Wednesday, July 9, 2014

Vintage Mystery #12



I read this book for the Vintage Mystery Bingo Reading Challenge 2014. The challenge is to read 6 or more Vintage Mysteries. All novels must have been originally written before 1960 and be from the mystery category.



Bingo!
N-1. Animal in the Title: The Beast Must Die – Nicholas, Blake, 1938. My review is here.
N-2. Place in the title: The Man on the Boulevard – Georges Simenon, 1953.
N-3. Size in the title: Too Many Cousins - Douglas Browne, 1953. My review is here.
N-4 Medical mystery: The Case of the Fugitive Nurse - Erle Stanley Gardner, 1954. My review is here.
N-5. pseudonym: Death before Bedtime – Gore Vidal writing as Edgar Box, 1953. My review is here.
N-6. Set in the US:Playback - Raymond Chandler, 1958. My review is here.

I read this for N-6: Mystery with a Place in the Title

The Man on the Boulevard - Georges Simenon, 1953

This Maigret mystery is an outstanding book among the 70-odd novels that star the famous French detective. The characters are excellent. The victim is a Simenonian Plain Man who struggles to break out of his routine life, married to an uncongenial pusher and striver of a wife and father to a cold daughter who squeezes money out of him. 

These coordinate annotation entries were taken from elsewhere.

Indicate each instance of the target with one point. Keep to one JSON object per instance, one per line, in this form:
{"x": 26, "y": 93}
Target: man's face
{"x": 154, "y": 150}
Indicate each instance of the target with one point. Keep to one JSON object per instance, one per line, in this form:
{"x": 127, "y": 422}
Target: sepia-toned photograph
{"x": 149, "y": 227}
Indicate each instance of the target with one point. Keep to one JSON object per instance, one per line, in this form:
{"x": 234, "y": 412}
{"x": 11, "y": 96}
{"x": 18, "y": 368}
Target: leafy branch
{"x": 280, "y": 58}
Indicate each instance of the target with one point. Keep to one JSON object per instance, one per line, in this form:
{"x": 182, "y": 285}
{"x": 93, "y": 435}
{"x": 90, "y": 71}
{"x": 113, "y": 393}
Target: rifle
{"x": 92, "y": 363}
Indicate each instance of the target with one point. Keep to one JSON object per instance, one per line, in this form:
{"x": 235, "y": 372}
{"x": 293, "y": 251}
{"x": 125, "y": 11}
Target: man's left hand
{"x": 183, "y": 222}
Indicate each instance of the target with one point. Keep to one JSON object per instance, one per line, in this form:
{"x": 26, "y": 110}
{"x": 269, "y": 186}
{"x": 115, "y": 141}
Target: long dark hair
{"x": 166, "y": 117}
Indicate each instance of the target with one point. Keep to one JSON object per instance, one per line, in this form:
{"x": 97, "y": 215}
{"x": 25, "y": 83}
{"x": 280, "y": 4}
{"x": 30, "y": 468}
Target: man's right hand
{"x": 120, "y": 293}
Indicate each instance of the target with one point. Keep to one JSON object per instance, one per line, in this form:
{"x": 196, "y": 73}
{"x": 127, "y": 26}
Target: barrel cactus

In one of the most memorable interrogations in the canon, Maigret interviews the hilarious Schrameck, once a clown and acrobat, now a pickpocket and sneak-thief. This comedy stands in soothing contrast to the novel’s melancholy tone, which is similar to the non-Maigret psychological novels in which the freedom seeker finds freedom (which involves reading quietly in a place of one’s own, a wish we hard-core readers can connect with) but enjoys it for only a short time, since to live freely, in the Simenonian sense, means to live free from anxiety and demands – an impossibility. The translation by the always reliable Eileen Ellenbogen has been released as Maigret and the Man on the Boulevard and Maigret and the Man on the Bench.